More and more black people and the general population are recognizing Kwanzaa as a cultural awareness holiday. Cities all around the United States are planning for celebrations and family gatherings for Kwanzaa. An annual week-long celebration that is observed from December 26 to January 1, Kwanzaa is definitely taking its place in the hearts of people of the African Diaspora. Not only is it celebrated in the United States and the Diaspora, but also in some countries in Western Africa. Kwanzaa honors the African heritage and culture.
Kwanzaa was introduced as the first African-American holiday in 1965 by Dr. Maulana Karenga. He wanted African-Americans to celebrate their own culture and history as well as African traditions. Dr. Karenga launched its roots in the movement of the 1960s, when African-Americans wanted to become more socially conscious and connected to themselves.

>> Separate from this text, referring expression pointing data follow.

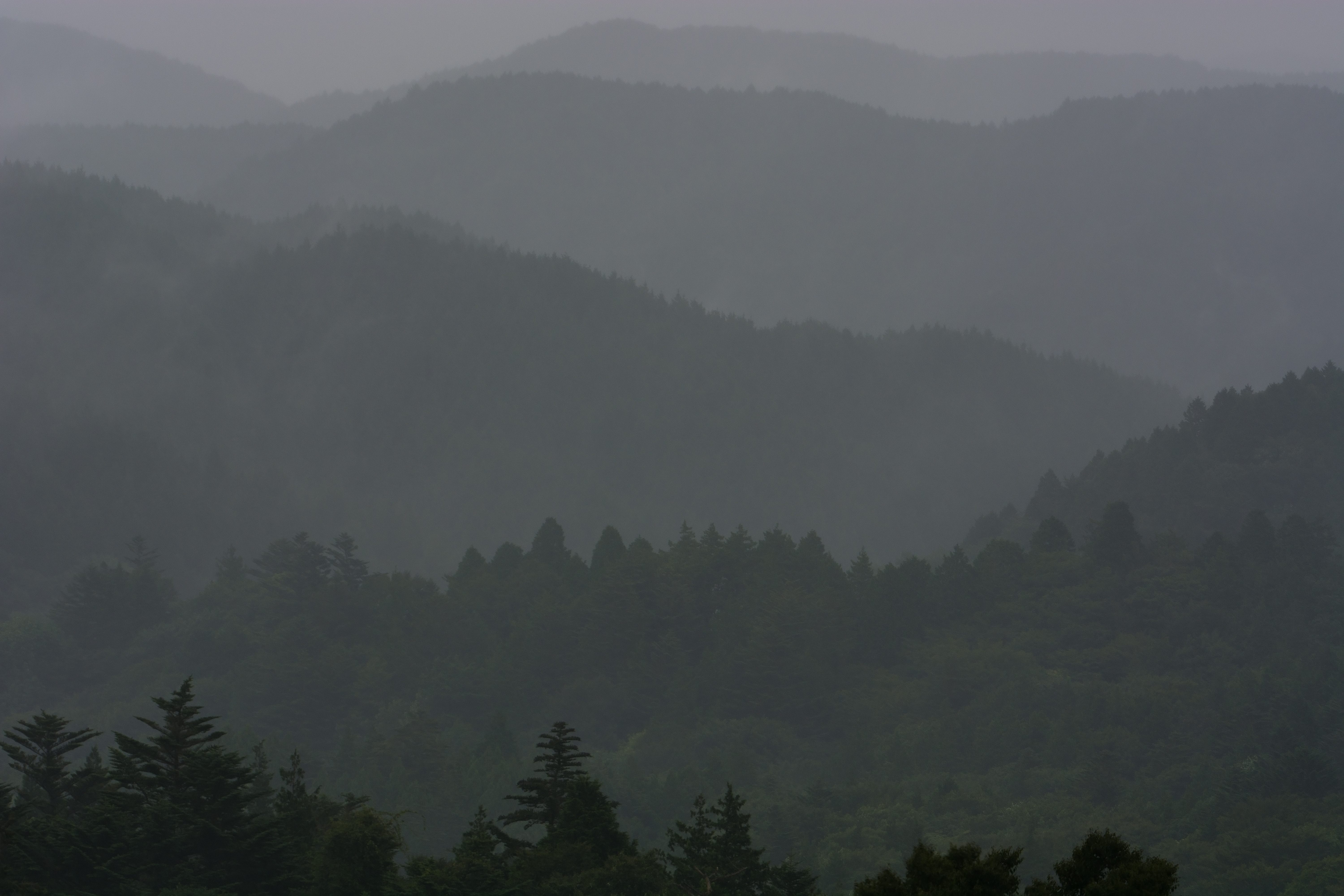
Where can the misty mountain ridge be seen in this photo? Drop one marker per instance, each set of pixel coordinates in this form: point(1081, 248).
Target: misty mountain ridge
point(987, 88)
point(54, 74)
point(795, 206)
point(60, 76)
point(407, 386)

Many people all around the country embraced Kwanzaa as a black holiday.
According to Dr. Karenga, the week-long celebration has seven major principles related to a communitarian African philosophy that include: unity, self-determination, collective work and responsibility, cooperative economics, purpose, creativity and faith. Symbols of Kwanzaa include a decorative mat with other symbols laid upon it such as corn and crops, candle holder, communal cap, gifts and a poster of all seven principles. It also includes a black, red and green flag. All of the symbols are meant to convey the seven principles of Kwanzaa and African cultural heritage traditions. Many African-Americans observe Kwanzaa as an additional celebration to Christmas and New Year.